More Windstopper above with the Pelamis Jacket and the Eryx Hood. These are interesting because it shows how weight can vary so much with fabric choice and design. The Jacket is 610g and the Hood is 520g, always worth looking at the spec before you go and whine on an outdoor forum.
Above are the Rando Pants in FlexAble. Great fabric and a good all round winter design, the good news is that both of these colours are available in girls and boys sizes along with rubbish black.
The Lizard Pants below will come in three colours this winter and they nicely fill the gap between leggings and softshell pants. Simple is good.
The emotion is real, honest, the Bungy Hood above will get a proper write up later, it’s still got work to do. The whole Bungy range Vest/Jacket/Top/Hood continues and gets new colours.
There’s some new colours for the Isogon Jackets and Hoods above, the Thule Hood’s below and the Zone Jackets below them. I’m pleased of course.
The Actives baselayer range gets some colour changes and some new models. The Actives Warm Zip Top gets a new friend in the Warm Hood which I’m wearing below. I like it, I’m not scared of hooded baselayers. Although to be honest, as it’s a beefy baselayer with a pocket, I think it’ll be a cracking light midlayer over a t-shirt or a vest. Good whatever I think.

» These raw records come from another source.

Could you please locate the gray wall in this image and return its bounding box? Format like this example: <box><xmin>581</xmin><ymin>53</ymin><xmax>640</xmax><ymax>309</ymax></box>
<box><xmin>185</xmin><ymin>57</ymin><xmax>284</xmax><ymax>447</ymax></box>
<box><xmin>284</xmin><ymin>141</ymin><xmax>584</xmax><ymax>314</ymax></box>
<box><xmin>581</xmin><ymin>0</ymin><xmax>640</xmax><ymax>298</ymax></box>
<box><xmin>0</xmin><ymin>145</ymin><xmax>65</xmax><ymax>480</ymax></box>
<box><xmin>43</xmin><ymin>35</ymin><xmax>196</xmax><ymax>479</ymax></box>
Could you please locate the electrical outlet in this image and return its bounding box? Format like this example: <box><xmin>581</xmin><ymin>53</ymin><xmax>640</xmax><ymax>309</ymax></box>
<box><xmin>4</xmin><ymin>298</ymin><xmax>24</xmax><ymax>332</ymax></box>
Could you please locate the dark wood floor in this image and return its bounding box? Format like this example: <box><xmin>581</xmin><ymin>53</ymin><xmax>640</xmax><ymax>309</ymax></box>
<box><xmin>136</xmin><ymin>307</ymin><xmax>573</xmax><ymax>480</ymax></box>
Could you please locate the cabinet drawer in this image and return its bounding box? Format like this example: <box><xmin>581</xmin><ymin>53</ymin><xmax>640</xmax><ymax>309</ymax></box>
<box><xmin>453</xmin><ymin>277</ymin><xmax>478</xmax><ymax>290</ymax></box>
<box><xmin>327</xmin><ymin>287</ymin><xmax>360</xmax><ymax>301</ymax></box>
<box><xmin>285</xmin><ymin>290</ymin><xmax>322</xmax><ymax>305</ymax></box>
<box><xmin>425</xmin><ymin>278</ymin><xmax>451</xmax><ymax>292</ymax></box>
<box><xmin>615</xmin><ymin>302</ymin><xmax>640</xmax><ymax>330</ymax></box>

That’s the matching Short John with the blue trim and the Q Knicker for the ladies.
Save the best until last? This is the Roc Legend Mid GT, an approach, scrambling, gadding about boot, It comes with a Sole footbed, Vibram sticky rubber outsole, suede upper and a Gore-Tex liner. I want them I want them I want them.
Not a bad assortment, a lot in there caught my eye and it’s great to see so much colour. I’ll have some reviews of winter samples coming up soon. Still can’t get the wummins purple samples to fit me no matter how much I try though.